For the patch #13, it working fine for me, and the failed login are listed successfully for me. But there are some pointers I want to mention for this patch.

  • I think it will be better if we can change the label of Event Type to "Login Type".
  • If the users are trying to login with the correct email ID and failed to login due to the wrong password, then it's should be marked and
    listed as failed login but currently it's not happening as the logic is implemented just for the user name in case of failed login listing ( implemented in the function _login_history_form_user_login_validate() ).

Attached here the screenshot of the login history view page below.

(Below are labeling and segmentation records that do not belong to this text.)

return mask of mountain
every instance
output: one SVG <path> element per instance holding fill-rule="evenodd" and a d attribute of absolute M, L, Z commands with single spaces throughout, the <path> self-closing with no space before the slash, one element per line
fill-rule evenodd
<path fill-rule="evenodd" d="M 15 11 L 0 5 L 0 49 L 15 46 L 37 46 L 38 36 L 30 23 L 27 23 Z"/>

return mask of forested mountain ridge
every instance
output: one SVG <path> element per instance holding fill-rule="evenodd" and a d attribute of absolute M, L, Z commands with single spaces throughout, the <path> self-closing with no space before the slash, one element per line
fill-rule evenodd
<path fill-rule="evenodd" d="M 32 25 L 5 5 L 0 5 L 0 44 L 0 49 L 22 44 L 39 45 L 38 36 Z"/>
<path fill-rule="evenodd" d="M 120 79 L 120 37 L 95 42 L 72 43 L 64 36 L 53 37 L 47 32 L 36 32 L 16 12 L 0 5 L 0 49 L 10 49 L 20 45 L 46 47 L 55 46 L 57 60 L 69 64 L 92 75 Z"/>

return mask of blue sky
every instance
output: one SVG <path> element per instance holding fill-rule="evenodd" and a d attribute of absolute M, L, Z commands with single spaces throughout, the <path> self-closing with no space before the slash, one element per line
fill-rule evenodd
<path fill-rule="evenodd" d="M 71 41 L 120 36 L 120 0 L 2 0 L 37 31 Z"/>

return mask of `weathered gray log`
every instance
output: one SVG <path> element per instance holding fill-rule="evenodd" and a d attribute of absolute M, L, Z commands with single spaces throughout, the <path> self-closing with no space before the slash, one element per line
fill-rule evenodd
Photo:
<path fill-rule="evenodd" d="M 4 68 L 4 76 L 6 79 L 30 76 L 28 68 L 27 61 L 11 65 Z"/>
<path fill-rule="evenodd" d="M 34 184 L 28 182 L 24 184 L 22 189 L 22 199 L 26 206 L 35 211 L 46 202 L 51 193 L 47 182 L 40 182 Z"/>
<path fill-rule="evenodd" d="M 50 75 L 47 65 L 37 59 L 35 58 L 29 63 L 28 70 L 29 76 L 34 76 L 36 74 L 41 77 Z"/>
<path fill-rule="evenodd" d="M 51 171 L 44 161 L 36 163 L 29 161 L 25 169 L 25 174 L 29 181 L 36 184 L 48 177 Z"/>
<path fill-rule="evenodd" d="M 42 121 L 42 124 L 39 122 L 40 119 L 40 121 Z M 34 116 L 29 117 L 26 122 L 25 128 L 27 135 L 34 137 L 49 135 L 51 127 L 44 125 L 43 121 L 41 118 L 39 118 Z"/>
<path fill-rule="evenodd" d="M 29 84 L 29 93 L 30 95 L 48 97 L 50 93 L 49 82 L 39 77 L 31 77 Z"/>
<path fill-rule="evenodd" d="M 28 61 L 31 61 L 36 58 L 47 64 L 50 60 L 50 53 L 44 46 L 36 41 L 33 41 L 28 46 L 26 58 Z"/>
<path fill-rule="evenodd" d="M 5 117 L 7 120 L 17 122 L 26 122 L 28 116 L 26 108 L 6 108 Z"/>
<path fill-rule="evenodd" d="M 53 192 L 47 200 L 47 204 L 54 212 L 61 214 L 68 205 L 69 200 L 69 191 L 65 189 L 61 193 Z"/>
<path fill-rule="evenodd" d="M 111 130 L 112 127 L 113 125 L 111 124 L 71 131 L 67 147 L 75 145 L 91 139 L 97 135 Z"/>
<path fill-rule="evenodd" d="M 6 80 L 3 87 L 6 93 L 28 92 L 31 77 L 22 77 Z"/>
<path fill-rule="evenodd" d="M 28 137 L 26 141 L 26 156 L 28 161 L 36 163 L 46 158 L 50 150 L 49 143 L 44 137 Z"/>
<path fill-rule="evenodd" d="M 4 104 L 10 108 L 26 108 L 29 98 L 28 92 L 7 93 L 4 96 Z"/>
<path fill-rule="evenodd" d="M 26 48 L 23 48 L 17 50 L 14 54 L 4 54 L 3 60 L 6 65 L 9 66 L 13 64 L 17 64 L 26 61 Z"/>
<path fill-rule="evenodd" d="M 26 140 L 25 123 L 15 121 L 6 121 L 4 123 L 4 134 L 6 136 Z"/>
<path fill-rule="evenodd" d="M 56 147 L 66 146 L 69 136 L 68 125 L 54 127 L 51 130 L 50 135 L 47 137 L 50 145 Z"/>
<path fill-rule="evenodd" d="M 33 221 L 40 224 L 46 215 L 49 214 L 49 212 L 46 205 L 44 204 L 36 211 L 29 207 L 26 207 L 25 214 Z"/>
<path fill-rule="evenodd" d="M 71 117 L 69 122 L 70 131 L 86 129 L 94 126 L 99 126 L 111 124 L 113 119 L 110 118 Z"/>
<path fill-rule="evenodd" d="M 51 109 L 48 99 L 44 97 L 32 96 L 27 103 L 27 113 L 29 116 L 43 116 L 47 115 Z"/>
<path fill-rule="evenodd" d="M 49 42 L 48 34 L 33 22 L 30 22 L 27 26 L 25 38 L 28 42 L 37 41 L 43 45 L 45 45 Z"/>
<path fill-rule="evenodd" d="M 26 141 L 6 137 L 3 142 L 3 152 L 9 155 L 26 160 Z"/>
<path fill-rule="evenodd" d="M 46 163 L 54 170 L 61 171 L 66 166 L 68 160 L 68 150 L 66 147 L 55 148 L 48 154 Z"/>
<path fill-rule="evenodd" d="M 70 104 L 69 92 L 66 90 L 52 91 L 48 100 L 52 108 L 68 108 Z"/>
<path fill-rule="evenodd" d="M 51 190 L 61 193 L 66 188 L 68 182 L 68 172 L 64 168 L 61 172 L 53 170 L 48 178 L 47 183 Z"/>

Login-history-page-after-patch-13

I'm moving this issue to Needs Work state. Please share your thoughts as well on the pointers I mentioned for the patch #13.

Thanks !

arunsahijpal’s picture

arunsahijpal commented
Assigned: Unassigned » arunsahijpal

Okay @rajdip_755,
Looking into this.

arunsahijpal opened merge request !13

arunsahijpal’s picture

arunsahijpal commented
Assigned: arunsahijpal » Unassigned
Status: Needs work » Needs review

Hi @rajdip_755 and @manuel.adan
I've done the changes,
Now it is showing Failed attempt even if we enter email and incorrect password. Please have a look.

jcnventura’s picture

jcnventura
Primary language English
commented
Status: Needs review » Needs work

Please base it on the current state of 2.x

arunsahijpal’s picture

arunsahijpal commented
Status: Needs work » Needs review

Hi @jcnventura,
I've rebased the branch, Please have a look.

anish.ir’s picture

anish.ir commented
Status: Needs review » Needs work

Hii @arunsahijpal,

Everything works fine as mentioned. But the function "login_history_update_8004" in login_history.install file is declared twice.

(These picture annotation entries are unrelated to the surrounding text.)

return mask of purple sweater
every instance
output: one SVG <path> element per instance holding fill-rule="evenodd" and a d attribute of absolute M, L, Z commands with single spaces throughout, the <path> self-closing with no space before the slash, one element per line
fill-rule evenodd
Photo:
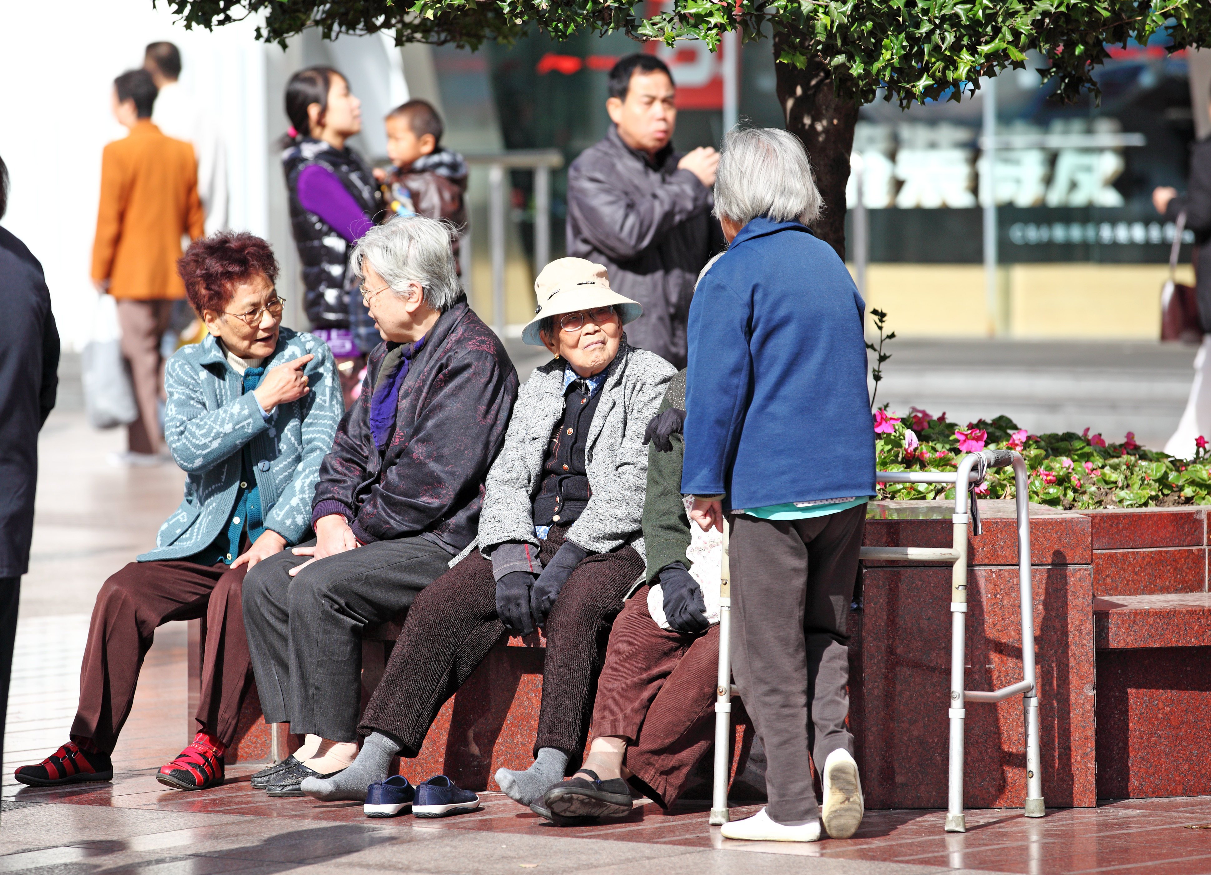
<path fill-rule="evenodd" d="M 304 167 L 299 172 L 298 190 L 303 208 L 322 218 L 349 242 L 356 242 L 374 225 L 327 167 L 315 164 Z"/>

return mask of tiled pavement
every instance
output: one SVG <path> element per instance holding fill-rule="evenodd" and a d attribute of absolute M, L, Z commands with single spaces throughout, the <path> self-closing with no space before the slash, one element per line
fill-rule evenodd
<path fill-rule="evenodd" d="M 665 814 L 644 805 L 619 823 L 559 829 L 500 794 L 483 794 L 475 814 L 372 822 L 354 803 L 270 800 L 247 783 L 254 766 L 234 768 L 223 788 L 170 791 L 153 774 L 185 742 L 185 641 L 172 627 L 144 665 L 115 753 L 116 780 L 18 789 L 12 768 L 67 737 L 93 593 L 154 538 L 179 494 L 174 471 L 105 467 L 119 435 L 88 431 L 79 414 L 56 417 L 44 436 L 35 559 L 18 633 L 0 873 L 1211 874 L 1206 797 L 1052 811 L 1041 820 L 1015 810 L 975 811 L 965 835 L 945 834 L 941 812 L 879 811 L 848 841 L 765 845 L 721 839 L 702 808 Z M 47 464 L 63 456 L 67 464 Z M 107 530 L 120 531 L 122 544 Z"/>

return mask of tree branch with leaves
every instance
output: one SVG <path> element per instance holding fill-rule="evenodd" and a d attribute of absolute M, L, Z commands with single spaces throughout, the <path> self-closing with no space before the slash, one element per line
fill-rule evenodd
<path fill-rule="evenodd" d="M 1109 47 L 1164 34 L 1170 51 L 1211 45 L 1209 0 L 673 0 L 644 16 L 639 0 L 153 0 L 186 27 L 247 17 L 258 39 L 285 45 L 309 28 L 325 39 L 388 30 L 397 44 L 478 48 L 536 27 L 552 39 L 622 32 L 668 45 L 723 34 L 773 36 L 787 130 L 811 156 L 826 211 L 813 229 L 845 255 L 845 183 L 857 109 L 880 96 L 901 107 L 959 101 L 980 78 L 1045 61 L 1061 99 L 1098 93 Z"/>

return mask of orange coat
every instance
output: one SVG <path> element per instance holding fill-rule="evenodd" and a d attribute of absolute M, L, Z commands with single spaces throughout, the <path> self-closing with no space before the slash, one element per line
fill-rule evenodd
<path fill-rule="evenodd" d="M 115 298 L 185 297 L 180 238 L 202 236 L 202 221 L 194 147 L 139 119 L 102 153 L 92 279 L 109 280 Z"/>

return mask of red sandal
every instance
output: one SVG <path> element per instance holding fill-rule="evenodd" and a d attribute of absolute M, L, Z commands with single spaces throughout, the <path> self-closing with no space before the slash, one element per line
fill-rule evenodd
<path fill-rule="evenodd" d="M 205 732 L 199 732 L 176 760 L 161 766 L 155 779 L 176 790 L 205 790 L 223 783 L 225 749 Z"/>

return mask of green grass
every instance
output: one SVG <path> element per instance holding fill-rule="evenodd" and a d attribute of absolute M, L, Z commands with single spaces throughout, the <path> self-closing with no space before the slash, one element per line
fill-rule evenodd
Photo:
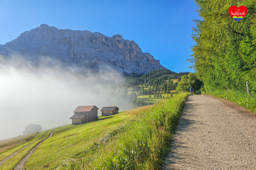
<path fill-rule="evenodd" d="M 63 161 L 79 158 L 89 146 L 123 123 L 123 113 L 79 125 L 69 124 L 54 129 L 52 136 L 43 142 L 26 164 L 27 169 L 52 169 Z"/>
<path fill-rule="evenodd" d="M 256 113 L 256 96 L 248 96 L 246 92 L 221 89 L 208 91 L 206 94 L 232 101 L 239 106 Z"/>
<path fill-rule="evenodd" d="M 0 161 L 2 161 L 9 155 L 12 154 L 18 150 L 21 149 L 27 145 L 34 142 L 37 140 L 41 137 L 46 132 L 46 130 L 41 131 L 39 134 L 37 132 L 38 135 L 34 137 L 34 138 L 30 139 L 30 140 L 29 141 L 19 145 L 14 148 L 2 153 L 0 154 Z"/>
<path fill-rule="evenodd" d="M 160 168 L 188 95 L 175 95 L 162 103 L 146 107 L 149 109 L 142 112 L 134 112 L 134 119 L 112 133 L 108 141 L 89 146 L 80 158 L 63 162 L 58 169 Z"/>
<path fill-rule="evenodd" d="M 50 130 L 41 139 L 38 140 L 35 139 L 34 141 L 29 146 L 26 148 L 16 154 L 10 158 L 1 167 L 1 170 L 12 169 L 27 154 L 29 151 L 34 146 L 41 141 L 47 138 L 51 133 Z M 38 139 L 39 138 L 38 138 Z"/>
<path fill-rule="evenodd" d="M 173 91 L 175 90 L 171 90 L 171 91 Z M 169 97 L 170 97 L 171 94 L 170 94 L 166 93 L 161 94 L 162 97 L 163 95 L 164 96 L 165 98 L 164 99 L 163 99 L 162 98 L 154 98 L 154 95 L 151 95 L 151 98 L 149 98 L 149 95 L 142 95 L 138 96 L 137 97 L 137 99 L 139 101 L 140 101 L 141 100 L 143 101 L 143 102 L 145 102 L 145 105 L 148 105 L 158 103 L 164 101 L 165 100 L 167 100 L 167 99 L 165 98 L 167 97 L 167 95 L 169 95 Z"/>
<path fill-rule="evenodd" d="M 26 135 L 0 141 L 0 154 L 14 148 L 20 144 L 32 140 L 39 133 L 39 132 L 37 132 Z"/>
<path fill-rule="evenodd" d="M 53 136 L 36 150 L 25 169 L 159 168 L 188 95 L 174 95 L 163 103 L 99 116 L 94 122 L 54 128 Z M 13 168 L 51 131 L 41 140 L 36 141 L 42 132 L 36 136 L 31 142 L 33 143 L 10 159 L 1 169 Z M 5 154 L 10 154 L 12 150 Z"/>

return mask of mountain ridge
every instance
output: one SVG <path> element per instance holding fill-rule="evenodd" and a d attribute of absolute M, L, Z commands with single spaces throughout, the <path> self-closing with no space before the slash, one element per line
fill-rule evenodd
<path fill-rule="evenodd" d="M 98 32 L 59 29 L 45 24 L 26 31 L 0 45 L 0 54 L 13 53 L 36 62 L 40 56 L 60 60 L 81 70 L 144 74 L 165 69 L 148 53 L 143 53 L 133 40 L 117 34 L 109 37 Z"/>

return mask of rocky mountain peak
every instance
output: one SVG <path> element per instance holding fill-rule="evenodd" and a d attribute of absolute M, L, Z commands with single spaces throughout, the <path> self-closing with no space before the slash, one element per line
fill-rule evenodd
<path fill-rule="evenodd" d="M 144 73 L 165 68 L 150 53 L 143 53 L 134 41 L 124 40 L 120 34 L 109 37 L 98 32 L 59 30 L 44 24 L 0 46 L 0 54 L 13 52 L 34 61 L 49 56 L 82 70 L 112 68 L 121 73 Z"/>

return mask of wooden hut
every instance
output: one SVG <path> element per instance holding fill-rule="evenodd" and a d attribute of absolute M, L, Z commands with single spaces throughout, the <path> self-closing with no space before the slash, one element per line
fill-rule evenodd
<path fill-rule="evenodd" d="M 117 107 L 103 107 L 100 111 L 102 116 L 111 116 L 118 113 L 119 109 Z"/>
<path fill-rule="evenodd" d="M 74 115 L 70 119 L 72 119 L 72 124 L 80 125 L 98 119 L 98 110 L 94 105 L 78 106 L 73 112 Z"/>
<path fill-rule="evenodd" d="M 23 135 L 35 132 L 42 130 L 42 126 L 36 124 L 30 124 L 25 127 L 25 130 L 23 132 Z"/>

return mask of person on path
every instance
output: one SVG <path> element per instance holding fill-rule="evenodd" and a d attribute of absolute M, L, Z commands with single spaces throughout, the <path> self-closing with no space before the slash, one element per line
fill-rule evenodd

Here is the error for reference.

PHP Fatal error:  Cannot redeclare login_history_update_8004() (previously declared in /app/web/modules/custom/login_history-3233477/login_history.install:111) in /app/web/modules/custom/login_history-3233477/login_history.install on line 154

Fatal error: Cannot redeclare login_history_update_8004() (previously declared in /app/web/modules/custom/login_history-3233477/login_history.install:111) in /app/web/modules/custom/login_history-3233477/login_history.install on line 154

Please have a look.

arunsahijpal’s picture

arunsahijpal commented
Status: Needs work » Needs review

Thanks @anish.ir for reporting this error.
I've removed the unnecessary part of code, please check.

anish.ir’s picture

anish.ir commented
Status: Needs review » Reviewed & tested by the community

Thank you @arunsahijpal for making the changes.

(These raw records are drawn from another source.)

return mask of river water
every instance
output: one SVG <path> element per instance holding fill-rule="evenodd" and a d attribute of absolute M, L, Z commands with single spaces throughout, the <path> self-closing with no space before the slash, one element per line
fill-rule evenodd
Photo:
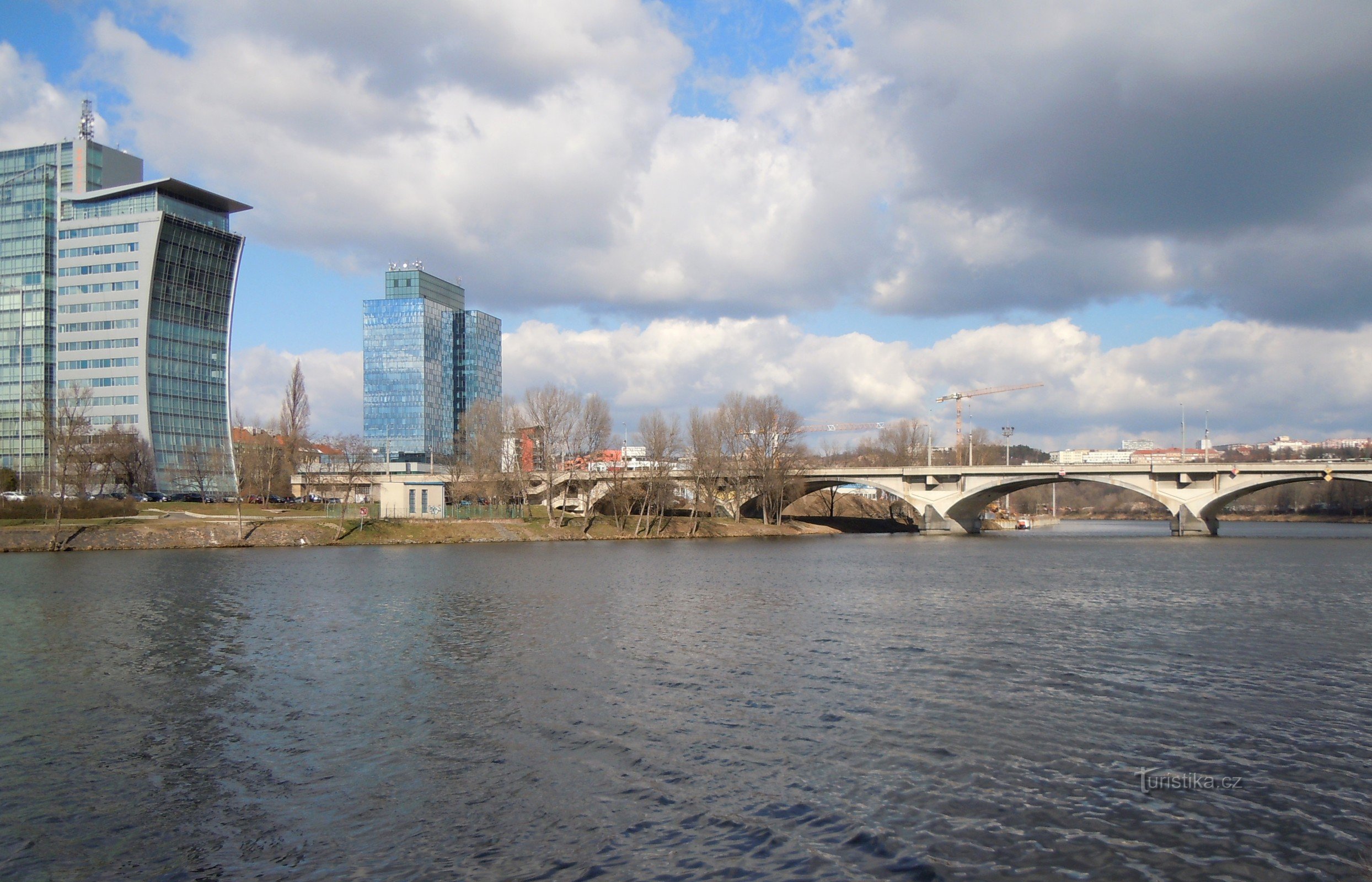
<path fill-rule="evenodd" d="M 1166 529 L 7 554 L 0 878 L 1372 878 L 1372 528 Z"/>

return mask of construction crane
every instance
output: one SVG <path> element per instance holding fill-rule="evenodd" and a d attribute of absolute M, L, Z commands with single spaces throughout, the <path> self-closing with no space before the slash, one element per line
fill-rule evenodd
<path fill-rule="evenodd" d="M 867 432 L 884 429 L 885 422 L 822 422 L 819 425 L 803 425 L 797 432 Z"/>
<path fill-rule="evenodd" d="M 973 390 L 970 392 L 948 392 L 947 395 L 944 395 L 941 398 L 937 398 L 936 401 L 940 402 L 940 403 L 945 402 L 945 401 L 951 401 L 951 402 L 956 402 L 958 403 L 958 443 L 954 447 L 955 454 L 959 455 L 959 457 L 962 455 L 962 399 L 963 398 L 975 398 L 977 395 L 995 395 L 996 392 L 1014 392 L 1014 391 L 1018 391 L 1018 390 L 1032 390 L 1032 388 L 1039 387 L 1039 385 L 1043 385 L 1043 383 L 1022 383 L 1019 385 L 992 385 L 991 388 Z M 971 462 L 969 462 L 967 465 L 971 465 Z"/>

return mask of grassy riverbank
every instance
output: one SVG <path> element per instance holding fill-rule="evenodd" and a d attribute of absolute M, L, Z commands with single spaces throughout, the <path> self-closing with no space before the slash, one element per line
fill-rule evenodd
<path fill-rule="evenodd" d="M 622 534 L 613 519 L 600 517 L 587 534 L 579 519 L 567 525 L 549 524 L 546 519 L 528 520 L 394 520 L 343 521 L 322 517 L 250 519 L 244 513 L 243 539 L 237 521 L 229 517 L 188 517 L 173 513 L 162 517 L 100 519 L 66 521 L 59 542 L 62 550 L 97 551 L 119 549 L 217 549 L 217 547 L 285 547 L 320 545 L 443 545 L 456 542 L 576 542 L 587 539 L 634 539 L 630 520 Z M 217 513 L 218 514 L 218 513 Z M 696 538 L 720 536 L 801 536 L 841 532 L 836 527 L 788 521 L 781 525 L 756 520 L 701 520 Z M 639 539 L 685 539 L 690 523 L 685 517 L 667 519 L 660 532 Z M 44 551 L 52 539 L 52 524 L 43 521 L 0 523 L 0 551 Z"/>

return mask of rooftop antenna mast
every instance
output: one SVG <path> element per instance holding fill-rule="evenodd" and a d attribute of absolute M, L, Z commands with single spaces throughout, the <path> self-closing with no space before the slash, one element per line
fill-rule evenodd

Everything looks fine as per the requirements.
The above MR consists the patch changes too mentioned in #14, which has added the below functionalities :

  • The failed login attempts are now being added to the database schema, in "login_history" table, where the validation is being done by the username and password. Also the entries are being properly managed (deleting user deletes the related entries).
  • The label of Event Type is changed to "Login Type".
  • The validation for unsuccessful email login attempt has also been added to the module, and not only for username.

I have done proper testing of the changes and everything works fine.

jcnventura’s picture

jcnventura
Primary language English
commented
Status: Reviewed & tested by the community » Needs work

MR13 has a couple of .orig files that need to be removed

jcnventura closed merge request !9

jcnventura changed the visibility of the branch 3233477-register-failed-login to hidden.

arunsahijpal’s picture

arunsahijpal commented
Status: Needs work » Needs review

@jcnventura,
Deleted .orig files, pls check.

jcnventura’s picture

jcnventura
Primary language English
commented
Status: Needs review » Reviewed & tested by the community

Thanks @arunsahijpal

I'll want to test this myself before merging, but it looks very good.

nathanraystone’s picture

nathanraystone commented
StatusFileSize
new 3233477-register-failed-login-reroll-30.patch9.66 KB

Another patch update to combine #12 and #14 so they apply cleanly.